The documentation is also updated to include a paragraph about when RLS
WITH CHECK handling is performed, as there have been a number of
questions regarding that and the documentation was previously silent on
the matter.

Author: Dean Rasheed, with some kabitzing and comment changes by me.

Remove obsolete -I options from ECPG library compilation.

The MSVC build system already omitted these.

Remove superfluous -DFRONTEND.

The majority practice is to add -DFRONTEND in directories building files
that are, at other times, built for the backend. Some directories
lacking that property added a noise -DFRONTEND in one build system.
Remove the excess flags, for consistency.

Build every ECPG library with -DFRONTEND.

Each of the libraries incorporates src/port files, which often check
FRONTEND. Build systems disagreed on whether to build libpgtypes this
way. Only libecpg incorporates files that rely on it today. Back-patch
to 9.0 (all supported versions) to forestall surprises.

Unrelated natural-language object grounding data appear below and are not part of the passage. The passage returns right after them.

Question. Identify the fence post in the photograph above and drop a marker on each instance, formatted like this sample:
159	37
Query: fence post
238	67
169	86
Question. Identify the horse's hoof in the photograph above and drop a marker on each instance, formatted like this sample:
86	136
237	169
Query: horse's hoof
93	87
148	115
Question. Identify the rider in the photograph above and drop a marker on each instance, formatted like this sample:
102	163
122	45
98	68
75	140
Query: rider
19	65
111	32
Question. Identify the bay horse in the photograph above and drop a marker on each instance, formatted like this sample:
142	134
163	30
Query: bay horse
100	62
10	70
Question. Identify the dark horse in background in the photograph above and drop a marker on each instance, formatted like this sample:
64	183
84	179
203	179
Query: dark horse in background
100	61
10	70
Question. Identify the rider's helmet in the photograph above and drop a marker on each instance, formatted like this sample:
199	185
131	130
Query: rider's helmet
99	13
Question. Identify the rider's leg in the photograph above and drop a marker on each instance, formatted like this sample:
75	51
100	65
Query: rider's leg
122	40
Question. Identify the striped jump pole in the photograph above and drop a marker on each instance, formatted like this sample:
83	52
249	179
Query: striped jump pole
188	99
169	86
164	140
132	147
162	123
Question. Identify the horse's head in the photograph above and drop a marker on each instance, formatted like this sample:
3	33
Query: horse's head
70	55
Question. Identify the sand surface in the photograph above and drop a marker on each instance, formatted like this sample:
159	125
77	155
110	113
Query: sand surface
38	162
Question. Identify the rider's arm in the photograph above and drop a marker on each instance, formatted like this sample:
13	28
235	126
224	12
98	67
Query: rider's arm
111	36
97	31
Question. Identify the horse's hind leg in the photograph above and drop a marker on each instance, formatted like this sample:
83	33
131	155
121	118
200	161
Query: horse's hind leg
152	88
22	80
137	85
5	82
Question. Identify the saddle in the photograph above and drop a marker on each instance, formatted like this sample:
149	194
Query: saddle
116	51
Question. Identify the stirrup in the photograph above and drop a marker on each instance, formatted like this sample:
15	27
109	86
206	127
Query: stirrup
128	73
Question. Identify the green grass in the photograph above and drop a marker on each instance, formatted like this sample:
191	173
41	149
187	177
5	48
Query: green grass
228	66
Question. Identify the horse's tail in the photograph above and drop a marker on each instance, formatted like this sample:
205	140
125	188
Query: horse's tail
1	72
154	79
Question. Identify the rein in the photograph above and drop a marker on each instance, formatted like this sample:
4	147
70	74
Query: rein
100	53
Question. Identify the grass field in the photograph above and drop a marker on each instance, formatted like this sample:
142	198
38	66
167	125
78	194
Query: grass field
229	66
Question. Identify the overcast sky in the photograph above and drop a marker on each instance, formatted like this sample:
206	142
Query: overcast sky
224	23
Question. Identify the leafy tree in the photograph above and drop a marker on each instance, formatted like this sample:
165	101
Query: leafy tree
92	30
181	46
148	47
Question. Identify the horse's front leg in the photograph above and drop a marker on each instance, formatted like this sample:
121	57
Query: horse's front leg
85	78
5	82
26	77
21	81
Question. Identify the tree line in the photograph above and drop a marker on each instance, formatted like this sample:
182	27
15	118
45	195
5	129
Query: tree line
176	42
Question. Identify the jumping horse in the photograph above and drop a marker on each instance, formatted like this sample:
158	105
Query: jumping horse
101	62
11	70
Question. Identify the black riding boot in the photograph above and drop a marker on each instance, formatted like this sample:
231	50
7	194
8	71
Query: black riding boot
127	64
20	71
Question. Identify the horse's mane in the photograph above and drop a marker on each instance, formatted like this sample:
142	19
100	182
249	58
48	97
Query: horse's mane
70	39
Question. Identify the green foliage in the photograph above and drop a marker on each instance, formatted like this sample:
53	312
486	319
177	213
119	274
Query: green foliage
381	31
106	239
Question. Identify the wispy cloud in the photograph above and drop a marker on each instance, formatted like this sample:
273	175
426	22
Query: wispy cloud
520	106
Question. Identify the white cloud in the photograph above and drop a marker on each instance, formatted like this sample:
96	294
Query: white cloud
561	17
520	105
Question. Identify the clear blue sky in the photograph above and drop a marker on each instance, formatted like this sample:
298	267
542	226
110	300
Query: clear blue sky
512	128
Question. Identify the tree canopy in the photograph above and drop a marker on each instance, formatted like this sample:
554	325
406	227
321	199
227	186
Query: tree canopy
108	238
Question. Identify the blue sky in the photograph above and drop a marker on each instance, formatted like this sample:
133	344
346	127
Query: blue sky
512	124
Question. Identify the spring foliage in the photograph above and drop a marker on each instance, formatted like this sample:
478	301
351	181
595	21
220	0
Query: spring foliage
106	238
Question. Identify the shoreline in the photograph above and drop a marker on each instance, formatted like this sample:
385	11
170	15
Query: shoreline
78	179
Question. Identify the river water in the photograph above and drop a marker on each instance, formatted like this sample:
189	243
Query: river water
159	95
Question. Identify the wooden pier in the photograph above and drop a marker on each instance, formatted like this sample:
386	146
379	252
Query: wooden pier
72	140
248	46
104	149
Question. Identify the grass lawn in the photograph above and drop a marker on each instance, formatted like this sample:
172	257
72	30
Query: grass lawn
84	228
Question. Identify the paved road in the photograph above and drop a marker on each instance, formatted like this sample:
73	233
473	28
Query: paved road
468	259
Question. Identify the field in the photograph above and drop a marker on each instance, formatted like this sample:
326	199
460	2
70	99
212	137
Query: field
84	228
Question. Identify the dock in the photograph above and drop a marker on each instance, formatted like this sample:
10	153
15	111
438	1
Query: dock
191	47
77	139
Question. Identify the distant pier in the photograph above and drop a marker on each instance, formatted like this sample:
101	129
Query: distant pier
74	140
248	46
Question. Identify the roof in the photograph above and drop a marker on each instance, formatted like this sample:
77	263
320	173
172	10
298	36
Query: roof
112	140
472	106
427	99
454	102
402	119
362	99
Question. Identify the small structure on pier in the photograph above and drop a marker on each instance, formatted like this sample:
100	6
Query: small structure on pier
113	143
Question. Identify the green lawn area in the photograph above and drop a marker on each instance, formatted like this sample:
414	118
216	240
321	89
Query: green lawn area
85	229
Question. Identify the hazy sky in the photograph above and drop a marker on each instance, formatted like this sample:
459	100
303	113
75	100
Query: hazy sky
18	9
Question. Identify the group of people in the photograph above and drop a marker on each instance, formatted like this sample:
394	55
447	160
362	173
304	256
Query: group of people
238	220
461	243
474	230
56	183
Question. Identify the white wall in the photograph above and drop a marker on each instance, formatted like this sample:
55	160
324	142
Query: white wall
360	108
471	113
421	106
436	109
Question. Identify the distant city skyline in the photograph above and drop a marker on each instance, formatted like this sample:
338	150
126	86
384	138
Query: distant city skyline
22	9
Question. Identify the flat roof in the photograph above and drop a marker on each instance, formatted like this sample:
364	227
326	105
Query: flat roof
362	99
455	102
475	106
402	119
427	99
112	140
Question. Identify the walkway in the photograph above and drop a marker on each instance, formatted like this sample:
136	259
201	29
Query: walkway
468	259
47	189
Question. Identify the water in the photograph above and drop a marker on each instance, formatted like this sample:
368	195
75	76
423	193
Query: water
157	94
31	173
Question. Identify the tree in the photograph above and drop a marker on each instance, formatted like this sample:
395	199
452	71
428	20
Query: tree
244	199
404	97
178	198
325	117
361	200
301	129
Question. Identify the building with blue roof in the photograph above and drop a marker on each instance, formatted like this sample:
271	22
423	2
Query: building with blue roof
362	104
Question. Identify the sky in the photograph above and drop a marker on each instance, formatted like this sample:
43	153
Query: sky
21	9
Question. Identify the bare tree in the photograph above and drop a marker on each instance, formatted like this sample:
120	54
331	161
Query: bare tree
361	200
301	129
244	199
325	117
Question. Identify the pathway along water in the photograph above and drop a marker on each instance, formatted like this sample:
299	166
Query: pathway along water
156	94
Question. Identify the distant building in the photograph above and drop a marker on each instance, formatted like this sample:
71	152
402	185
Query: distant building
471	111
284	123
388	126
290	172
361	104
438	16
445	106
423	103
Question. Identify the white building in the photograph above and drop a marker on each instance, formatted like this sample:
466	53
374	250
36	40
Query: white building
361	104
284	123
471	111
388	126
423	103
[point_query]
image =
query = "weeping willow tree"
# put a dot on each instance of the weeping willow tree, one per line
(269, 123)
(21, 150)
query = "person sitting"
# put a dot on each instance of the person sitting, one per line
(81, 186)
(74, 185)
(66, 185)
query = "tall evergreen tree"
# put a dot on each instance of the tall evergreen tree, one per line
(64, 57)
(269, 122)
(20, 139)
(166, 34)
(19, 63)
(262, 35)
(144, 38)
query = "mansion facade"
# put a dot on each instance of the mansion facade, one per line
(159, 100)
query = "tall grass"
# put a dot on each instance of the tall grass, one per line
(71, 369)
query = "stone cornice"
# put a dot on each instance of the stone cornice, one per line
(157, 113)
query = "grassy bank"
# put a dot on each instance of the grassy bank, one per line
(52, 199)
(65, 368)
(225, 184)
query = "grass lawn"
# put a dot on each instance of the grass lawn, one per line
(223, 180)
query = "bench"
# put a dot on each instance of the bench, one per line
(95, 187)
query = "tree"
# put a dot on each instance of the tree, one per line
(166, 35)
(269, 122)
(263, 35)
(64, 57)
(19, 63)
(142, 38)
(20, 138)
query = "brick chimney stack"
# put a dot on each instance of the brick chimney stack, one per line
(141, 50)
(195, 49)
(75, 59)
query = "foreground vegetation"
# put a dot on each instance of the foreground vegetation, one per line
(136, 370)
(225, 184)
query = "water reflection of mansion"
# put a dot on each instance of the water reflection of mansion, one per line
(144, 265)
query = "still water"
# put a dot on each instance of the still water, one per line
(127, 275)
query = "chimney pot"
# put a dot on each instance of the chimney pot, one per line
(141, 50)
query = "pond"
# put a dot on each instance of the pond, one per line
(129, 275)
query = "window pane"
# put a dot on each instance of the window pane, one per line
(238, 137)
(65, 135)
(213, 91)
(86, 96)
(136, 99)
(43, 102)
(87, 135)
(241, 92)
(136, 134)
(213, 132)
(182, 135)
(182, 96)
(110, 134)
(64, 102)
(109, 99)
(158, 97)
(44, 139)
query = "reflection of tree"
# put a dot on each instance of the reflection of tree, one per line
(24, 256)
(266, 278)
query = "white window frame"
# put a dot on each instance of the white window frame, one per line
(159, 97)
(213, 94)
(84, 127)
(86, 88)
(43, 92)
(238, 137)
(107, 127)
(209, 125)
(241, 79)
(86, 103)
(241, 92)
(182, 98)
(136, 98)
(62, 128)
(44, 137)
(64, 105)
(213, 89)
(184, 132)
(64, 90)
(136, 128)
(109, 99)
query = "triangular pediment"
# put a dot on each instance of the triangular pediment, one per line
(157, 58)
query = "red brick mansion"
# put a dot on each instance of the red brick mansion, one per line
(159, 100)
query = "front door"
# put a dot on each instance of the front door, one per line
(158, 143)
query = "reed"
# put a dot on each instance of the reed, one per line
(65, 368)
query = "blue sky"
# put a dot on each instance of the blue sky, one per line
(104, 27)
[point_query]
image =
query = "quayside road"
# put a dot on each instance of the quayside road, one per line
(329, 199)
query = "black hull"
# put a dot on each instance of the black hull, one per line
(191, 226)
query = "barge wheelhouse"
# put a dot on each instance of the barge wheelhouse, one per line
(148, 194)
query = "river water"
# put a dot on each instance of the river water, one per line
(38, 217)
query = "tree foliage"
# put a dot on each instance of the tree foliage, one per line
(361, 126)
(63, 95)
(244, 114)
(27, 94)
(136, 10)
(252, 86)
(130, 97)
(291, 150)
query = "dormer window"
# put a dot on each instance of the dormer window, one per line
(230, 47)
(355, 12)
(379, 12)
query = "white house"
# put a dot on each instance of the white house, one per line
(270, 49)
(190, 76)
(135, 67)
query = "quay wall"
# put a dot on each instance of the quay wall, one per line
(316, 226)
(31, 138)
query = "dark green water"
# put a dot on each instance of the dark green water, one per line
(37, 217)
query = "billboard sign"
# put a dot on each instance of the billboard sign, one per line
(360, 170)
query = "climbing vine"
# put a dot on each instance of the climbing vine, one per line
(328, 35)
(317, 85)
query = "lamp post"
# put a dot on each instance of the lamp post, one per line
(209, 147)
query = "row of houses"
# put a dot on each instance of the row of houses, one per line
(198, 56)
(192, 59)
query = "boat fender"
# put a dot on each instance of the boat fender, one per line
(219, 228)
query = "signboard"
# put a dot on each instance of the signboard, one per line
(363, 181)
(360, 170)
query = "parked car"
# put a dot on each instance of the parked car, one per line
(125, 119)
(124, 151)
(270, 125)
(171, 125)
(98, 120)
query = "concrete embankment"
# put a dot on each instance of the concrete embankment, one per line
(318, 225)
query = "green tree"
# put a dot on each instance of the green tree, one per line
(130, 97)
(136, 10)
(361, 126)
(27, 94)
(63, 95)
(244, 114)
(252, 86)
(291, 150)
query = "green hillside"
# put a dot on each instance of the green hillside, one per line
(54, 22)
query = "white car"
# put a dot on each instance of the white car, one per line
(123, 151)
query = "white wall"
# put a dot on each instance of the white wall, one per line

Fix up .gitignore and cleanup actions in some src/test/ subdirectories.

examples/, locale/, and thread/ lacked .gitignore files and were also
not connected up to top-level "make clean" etc. This had escaped notice
because none of those directories are built in normal scenarios. Still,
they have working Makefiles, so if someone does a "make" in one of these
directories it would be good if (a) git doesn't bleat about the product
files and (b) cleaning up removes them.

This is a longstanding oversight, but since this behavior is probably
only of interest to developers, there seems no need for back-patching.

Michael Paquier and Tom Lane

Fix obsolete comment in set_rel_size().

The cross-reference to set_append_rel_pathlist() was obsoleted by
commit e2fa76d80ba571d4de8992de6386536867250474, which split what
had been set_rel_pathlist() and child routines into two sets of
functions. But I (tgl) evidently missed updating this comment.

Back-patch to 9.2 to avoid unnecessary divergence among branches.

Amit Langote

Add comments explaining how unique and exclusion constraints are enforced.